Child died in Calgary on 30 July 1996 at the age of 86. A memorial service was held on 9 August at HMCS Tecumseh.

=== Arthur J. E. Child Foundation ===
Child and his wife had no children, and after his death, the Arthur J. E. Child Foundation was endowed with his estate. The original trustees of the foundation were Burns co-owner Ron Jackson, Burns general counsel Lorne Jacobson, and Canada West Foundation president David Elton. In July 1997, the foundation gave $100,000 to the Alberta branch of Planned Parenthood, and $1 million to the Reform Party. In 2006 and 2007 foundation endowed a research chair in defence economics at the Centre for Military, Security and Strategic Studies of the University of Calgary. The chair was held by Dr Michael McKee.
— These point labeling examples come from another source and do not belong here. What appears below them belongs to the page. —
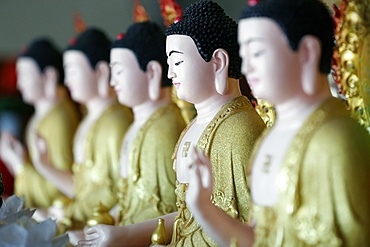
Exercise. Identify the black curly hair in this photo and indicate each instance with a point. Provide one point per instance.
(148, 42)
(45, 53)
(210, 28)
(94, 43)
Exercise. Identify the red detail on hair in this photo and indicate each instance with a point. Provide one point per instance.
(252, 2)
(177, 19)
(72, 41)
(120, 36)
(24, 50)
(169, 11)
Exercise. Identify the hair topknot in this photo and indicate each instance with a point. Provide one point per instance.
(148, 42)
(296, 19)
(45, 53)
(94, 43)
(210, 28)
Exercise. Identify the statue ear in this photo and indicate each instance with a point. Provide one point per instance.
(220, 59)
(51, 82)
(154, 76)
(102, 73)
(310, 52)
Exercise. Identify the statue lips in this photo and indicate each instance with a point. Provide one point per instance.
(176, 84)
(252, 81)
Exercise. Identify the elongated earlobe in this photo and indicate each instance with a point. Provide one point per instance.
(221, 61)
(310, 52)
(51, 82)
(154, 75)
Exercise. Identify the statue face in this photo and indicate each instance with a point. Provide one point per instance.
(193, 78)
(29, 80)
(79, 77)
(127, 78)
(271, 67)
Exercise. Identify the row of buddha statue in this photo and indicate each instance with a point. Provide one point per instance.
(134, 172)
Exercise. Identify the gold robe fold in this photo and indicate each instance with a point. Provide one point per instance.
(150, 188)
(324, 185)
(57, 128)
(95, 180)
(227, 140)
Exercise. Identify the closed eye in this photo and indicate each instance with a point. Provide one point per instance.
(259, 53)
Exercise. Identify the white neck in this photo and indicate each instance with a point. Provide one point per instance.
(43, 106)
(292, 111)
(97, 105)
(207, 109)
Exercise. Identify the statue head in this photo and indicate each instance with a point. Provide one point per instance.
(297, 19)
(86, 65)
(286, 51)
(148, 43)
(39, 70)
(210, 28)
(93, 43)
(1, 189)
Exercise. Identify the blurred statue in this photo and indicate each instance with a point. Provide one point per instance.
(139, 76)
(204, 66)
(99, 136)
(39, 78)
(310, 174)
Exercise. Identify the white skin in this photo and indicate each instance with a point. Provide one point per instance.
(40, 90)
(295, 86)
(137, 89)
(207, 86)
(89, 87)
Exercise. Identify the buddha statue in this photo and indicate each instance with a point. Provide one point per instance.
(139, 77)
(99, 136)
(310, 172)
(40, 81)
(204, 66)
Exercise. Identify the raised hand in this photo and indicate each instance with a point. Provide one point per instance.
(42, 157)
(102, 236)
(201, 181)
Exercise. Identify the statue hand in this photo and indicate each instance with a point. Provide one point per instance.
(75, 236)
(102, 236)
(12, 152)
(56, 213)
(42, 158)
(200, 184)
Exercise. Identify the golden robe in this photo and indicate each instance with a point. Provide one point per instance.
(95, 180)
(324, 185)
(228, 140)
(57, 128)
(151, 183)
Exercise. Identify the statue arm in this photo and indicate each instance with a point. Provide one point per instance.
(132, 235)
(62, 179)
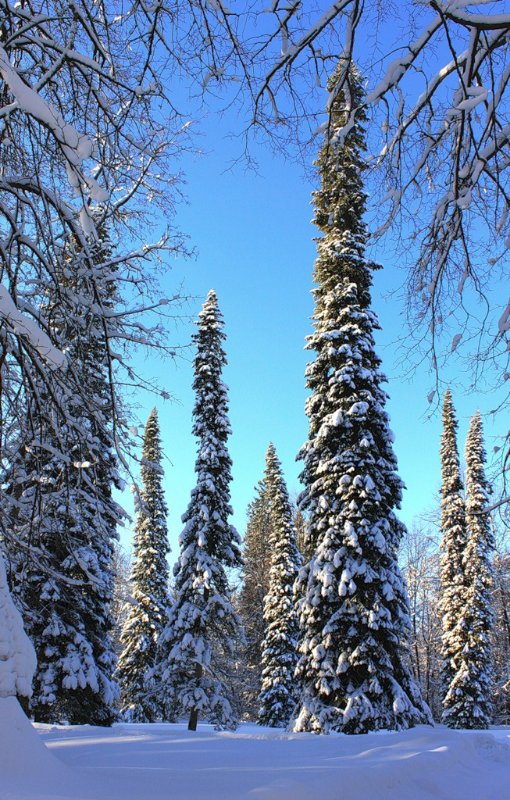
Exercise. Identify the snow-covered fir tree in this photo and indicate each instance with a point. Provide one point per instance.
(150, 600)
(255, 584)
(203, 627)
(278, 696)
(453, 546)
(353, 667)
(468, 702)
(60, 490)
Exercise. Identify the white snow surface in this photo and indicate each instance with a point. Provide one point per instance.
(167, 762)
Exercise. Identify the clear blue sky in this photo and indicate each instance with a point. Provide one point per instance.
(255, 248)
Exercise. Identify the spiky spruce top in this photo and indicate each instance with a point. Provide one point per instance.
(354, 613)
(453, 545)
(148, 613)
(202, 624)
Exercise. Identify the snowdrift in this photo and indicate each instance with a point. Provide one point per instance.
(166, 762)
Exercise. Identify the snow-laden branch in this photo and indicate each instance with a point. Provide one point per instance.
(26, 327)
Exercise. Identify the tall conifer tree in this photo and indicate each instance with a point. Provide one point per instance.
(203, 625)
(468, 700)
(279, 648)
(453, 545)
(256, 566)
(354, 613)
(63, 511)
(149, 576)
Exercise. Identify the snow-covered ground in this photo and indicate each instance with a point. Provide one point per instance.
(152, 762)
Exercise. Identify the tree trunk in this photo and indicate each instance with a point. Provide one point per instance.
(193, 717)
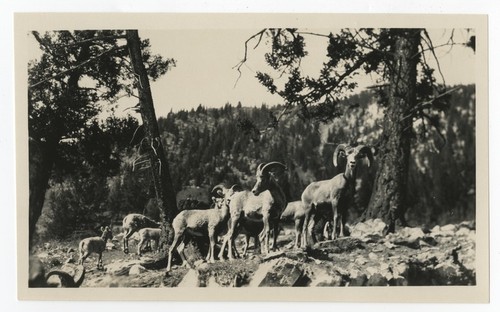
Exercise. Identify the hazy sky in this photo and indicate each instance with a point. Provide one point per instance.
(206, 59)
(205, 72)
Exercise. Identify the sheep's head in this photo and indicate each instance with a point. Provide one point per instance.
(264, 176)
(106, 233)
(221, 195)
(353, 155)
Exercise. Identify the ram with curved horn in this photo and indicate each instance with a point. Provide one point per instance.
(209, 222)
(264, 203)
(38, 277)
(336, 192)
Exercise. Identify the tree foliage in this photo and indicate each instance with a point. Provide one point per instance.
(79, 74)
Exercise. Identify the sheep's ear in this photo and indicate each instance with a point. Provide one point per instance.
(339, 152)
(236, 188)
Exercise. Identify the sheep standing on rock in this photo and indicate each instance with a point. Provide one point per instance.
(133, 223)
(147, 235)
(199, 223)
(336, 192)
(263, 204)
(95, 245)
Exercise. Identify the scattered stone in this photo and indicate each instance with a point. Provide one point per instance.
(136, 269)
(358, 280)
(389, 245)
(377, 279)
(190, 279)
(449, 229)
(398, 281)
(212, 283)
(110, 246)
(334, 279)
(284, 273)
(372, 256)
(372, 270)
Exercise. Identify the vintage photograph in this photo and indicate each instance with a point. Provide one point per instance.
(311, 155)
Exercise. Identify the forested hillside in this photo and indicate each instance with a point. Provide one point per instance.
(206, 147)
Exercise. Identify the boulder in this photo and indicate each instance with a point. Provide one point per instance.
(136, 269)
(190, 279)
(284, 272)
(377, 279)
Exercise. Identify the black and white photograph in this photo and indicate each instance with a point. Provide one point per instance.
(233, 153)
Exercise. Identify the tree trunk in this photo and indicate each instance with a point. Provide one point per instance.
(165, 194)
(388, 200)
(41, 161)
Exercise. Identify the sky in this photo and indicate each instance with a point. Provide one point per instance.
(455, 71)
(206, 59)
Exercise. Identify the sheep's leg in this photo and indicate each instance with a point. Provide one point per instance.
(276, 231)
(298, 231)
(264, 235)
(305, 226)
(99, 262)
(310, 228)
(127, 235)
(180, 250)
(175, 243)
(341, 233)
(257, 246)
(230, 237)
(157, 245)
(223, 246)
(139, 246)
(245, 248)
(334, 225)
(327, 229)
(83, 257)
(211, 250)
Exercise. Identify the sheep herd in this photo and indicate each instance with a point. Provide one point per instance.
(254, 213)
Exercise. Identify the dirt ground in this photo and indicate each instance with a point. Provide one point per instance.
(408, 257)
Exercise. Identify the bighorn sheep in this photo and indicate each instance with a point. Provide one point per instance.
(264, 203)
(38, 278)
(198, 223)
(336, 192)
(133, 223)
(295, 210)
(146, 235)
(95, 245)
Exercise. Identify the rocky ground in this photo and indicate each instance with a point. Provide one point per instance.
(443, 255)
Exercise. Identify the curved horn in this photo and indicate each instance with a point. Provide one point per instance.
(236, 188)
(259, 167)
(338, 149)
(273, 165)
(363, 149)
(218, 190)
(65, 278)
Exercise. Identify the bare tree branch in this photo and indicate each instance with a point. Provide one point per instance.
(75, 67)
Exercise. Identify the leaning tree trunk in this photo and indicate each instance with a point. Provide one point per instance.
(41, 161)
(388, 198)
(165, 194)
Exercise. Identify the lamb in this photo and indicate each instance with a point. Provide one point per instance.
(264, 204)
(295, 211)
(133, 223)
(198, 223)
(146, 235)
(38, 277)
(95, 245)
(336, 192)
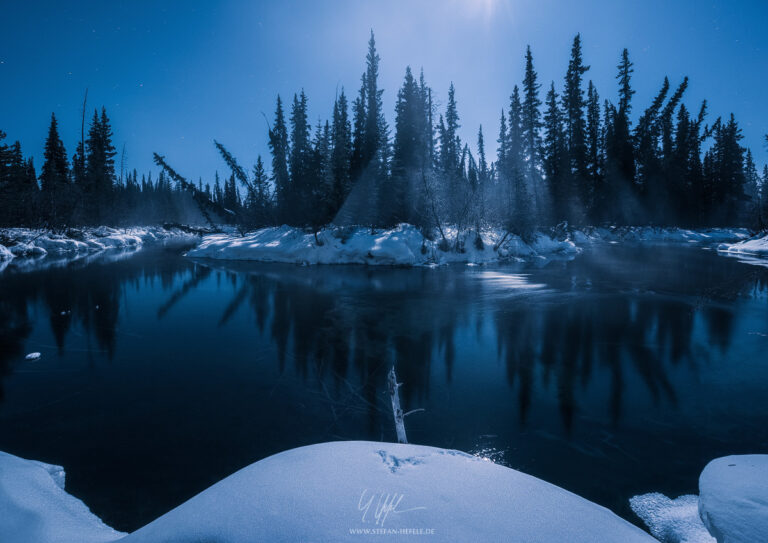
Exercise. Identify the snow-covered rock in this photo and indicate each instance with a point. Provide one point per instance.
(341, 491)
(659, 234)
(671, 521)
(26, 243)
(34, 508)
(403, 245)
(733, 498)
(5, 254)
(755, 246)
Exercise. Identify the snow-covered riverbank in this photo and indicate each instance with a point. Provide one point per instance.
(732, 506)
(341, 491)
(29, 243)
(406, 246)
(757, 246)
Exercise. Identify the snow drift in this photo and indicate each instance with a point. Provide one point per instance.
(24, 242)
(405, 245)
(733, 499)
(732, 506)
(672, 521)
(754, 246)
(342, 491)
(34, 508)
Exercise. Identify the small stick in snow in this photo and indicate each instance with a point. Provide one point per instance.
(396, 410)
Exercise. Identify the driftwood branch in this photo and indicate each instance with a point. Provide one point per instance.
(396, 409)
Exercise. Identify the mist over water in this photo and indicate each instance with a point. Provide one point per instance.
(618, 372)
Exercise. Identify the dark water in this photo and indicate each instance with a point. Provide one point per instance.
(619, 372)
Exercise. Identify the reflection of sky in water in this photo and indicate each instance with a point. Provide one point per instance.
(618, 372)
(509, 281)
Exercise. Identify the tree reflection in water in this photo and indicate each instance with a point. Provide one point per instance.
(563, 368)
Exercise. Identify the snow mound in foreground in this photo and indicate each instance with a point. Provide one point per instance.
(342, 491)
(733, 499)
(671, 521)
(337, 491)
(34, 508)
(403, 245)
(25, 242)
(754, 246)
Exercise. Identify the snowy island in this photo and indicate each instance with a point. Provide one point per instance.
(405, 245)
(394, 490)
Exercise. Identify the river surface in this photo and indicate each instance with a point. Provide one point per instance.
(621, 371)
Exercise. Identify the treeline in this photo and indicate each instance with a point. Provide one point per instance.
(85, 190)
(561, 155)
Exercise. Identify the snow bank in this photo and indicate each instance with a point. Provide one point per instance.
(403, 246)
(754, 246)
(5, 254)
(26, 243)
(657, 234)
(733, 499)
(338, 491)
(34, 508)
(342, 491)
(672, 521)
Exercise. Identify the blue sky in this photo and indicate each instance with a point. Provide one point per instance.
(175, 75)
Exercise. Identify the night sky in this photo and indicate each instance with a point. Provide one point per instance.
(175, 75)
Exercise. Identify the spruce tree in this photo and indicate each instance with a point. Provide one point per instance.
(594, 192)
(341, 134)
(555, 159)
(531, 119)
(99, 170)
(279, 148)
(299, 162)
(619, 148)
(575, 126)
(518, 213)
(54, 179)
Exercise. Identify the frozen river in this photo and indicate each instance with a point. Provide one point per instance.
(621, 371)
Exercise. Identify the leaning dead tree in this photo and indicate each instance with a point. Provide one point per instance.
(204, 204)
(397, 411)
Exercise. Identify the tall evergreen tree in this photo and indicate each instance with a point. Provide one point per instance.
(531, 125)
(300, 161)
(619, 148)
(595, 190)
(341, 155)
(54, 178)
(99, 170)
(280, 149)
(575, 126)
(555, 159)
(518, 213)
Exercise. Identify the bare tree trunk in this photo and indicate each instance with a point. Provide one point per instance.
(82, 124)
(396, 410)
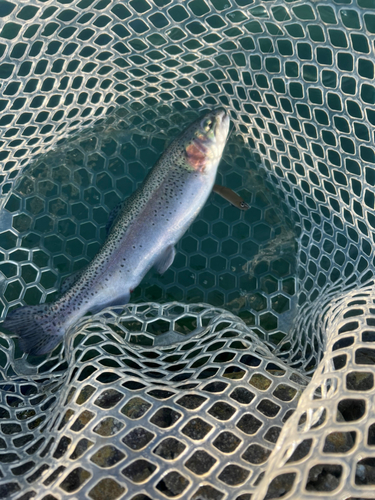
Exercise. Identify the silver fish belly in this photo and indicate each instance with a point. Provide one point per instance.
(142, 236)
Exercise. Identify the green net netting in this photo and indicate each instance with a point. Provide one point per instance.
(247, 370)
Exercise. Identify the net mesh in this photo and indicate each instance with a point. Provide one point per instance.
(181, 400)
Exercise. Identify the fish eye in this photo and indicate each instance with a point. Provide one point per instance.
(207, 125)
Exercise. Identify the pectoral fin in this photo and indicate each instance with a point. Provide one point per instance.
(165, 260)
(231, 196)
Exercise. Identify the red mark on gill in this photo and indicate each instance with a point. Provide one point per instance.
(195, 157)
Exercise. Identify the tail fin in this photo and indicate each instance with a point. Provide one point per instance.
(38, 327)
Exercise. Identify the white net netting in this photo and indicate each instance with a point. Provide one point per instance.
(209, 397)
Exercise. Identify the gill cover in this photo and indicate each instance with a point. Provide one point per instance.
(198, 149)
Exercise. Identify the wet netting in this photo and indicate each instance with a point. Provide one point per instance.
(247, 369)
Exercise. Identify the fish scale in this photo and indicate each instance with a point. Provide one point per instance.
(142, 235)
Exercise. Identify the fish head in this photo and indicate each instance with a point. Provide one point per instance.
(205, 140)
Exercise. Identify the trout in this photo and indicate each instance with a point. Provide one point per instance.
(142, 235)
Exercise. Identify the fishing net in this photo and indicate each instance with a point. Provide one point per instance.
(247, 369)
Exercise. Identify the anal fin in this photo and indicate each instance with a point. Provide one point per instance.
(165, 260)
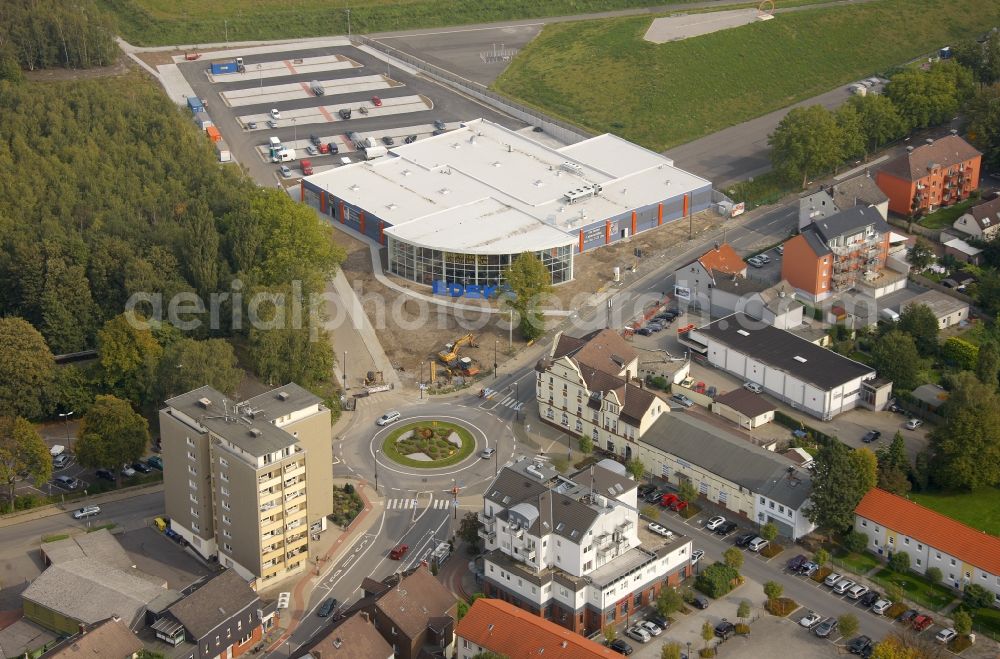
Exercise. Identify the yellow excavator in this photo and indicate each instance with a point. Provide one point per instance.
(450, 353)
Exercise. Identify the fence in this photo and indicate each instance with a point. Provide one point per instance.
(560, 129)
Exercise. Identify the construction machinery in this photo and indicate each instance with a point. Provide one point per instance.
(450, 353)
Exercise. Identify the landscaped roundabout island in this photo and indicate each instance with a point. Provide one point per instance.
(428, 444)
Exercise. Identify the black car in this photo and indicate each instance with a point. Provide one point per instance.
(327, 607)
(726, 529)
(620, 646)
(725, 629)
(858, 645)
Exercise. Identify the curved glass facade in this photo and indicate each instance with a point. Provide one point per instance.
(425, 266)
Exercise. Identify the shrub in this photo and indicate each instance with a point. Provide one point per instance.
(716, 580)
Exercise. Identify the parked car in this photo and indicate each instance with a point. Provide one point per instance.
(651, 628)
(715, 522)
(922, 622)
(638, 633)
(389, 417)
(859, 644)
(725, 629)
(946, 635)
(67, 482)
(832, 579)
(682, 400)
(856, 591)
(881, 607)
(620, 646)
(327, 607)
(871, 436)
(810, 619)
(843, 586)
(726, 528)
(826, 627)
(86, 511)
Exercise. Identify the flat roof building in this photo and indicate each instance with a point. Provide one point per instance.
(459, 206)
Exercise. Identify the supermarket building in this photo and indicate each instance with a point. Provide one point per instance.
(460, 206)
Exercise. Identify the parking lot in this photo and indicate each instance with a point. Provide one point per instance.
(384, 100)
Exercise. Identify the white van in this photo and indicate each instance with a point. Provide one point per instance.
(888, 315)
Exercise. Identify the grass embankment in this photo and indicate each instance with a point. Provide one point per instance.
(603, 75)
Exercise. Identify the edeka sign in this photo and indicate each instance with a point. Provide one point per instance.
(470, 291)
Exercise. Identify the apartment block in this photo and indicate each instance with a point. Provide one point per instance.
(573, 550)
(246, 482)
In 2023, Alberta Health Services CEO Mauro Chies announced the new Calgary cancer centre would be named The Arthur J.E. Child Comprehensive Cancer Centre following a $50 million donation from his foundation. In October 2024, The Cancer Centre officially commenced operations, earning the distinction of being described as "one of the largest comprehensive cancer centres in the world." The facility features 160 inpatient rooms, 12 radiation vaults, and offers both inpatient and outpatient services.

== Works ==

- Internal Control against Fraud and Waste. Prentice-Hall, 1953. (With Bradford Cadmus)
- The Predecessor Companies of Canada Packers Limited: A Study of Entrepreneurial Achievement and Entrepreneurial Failure. University of Toronto, 1960. (Thesis)
- Economics and Politics in U.S. Banking and Other Essays. Midwest, 1965.
- The Meat Packing Industry in Canada, 1874–1927. Canadian Historical Association, 1974.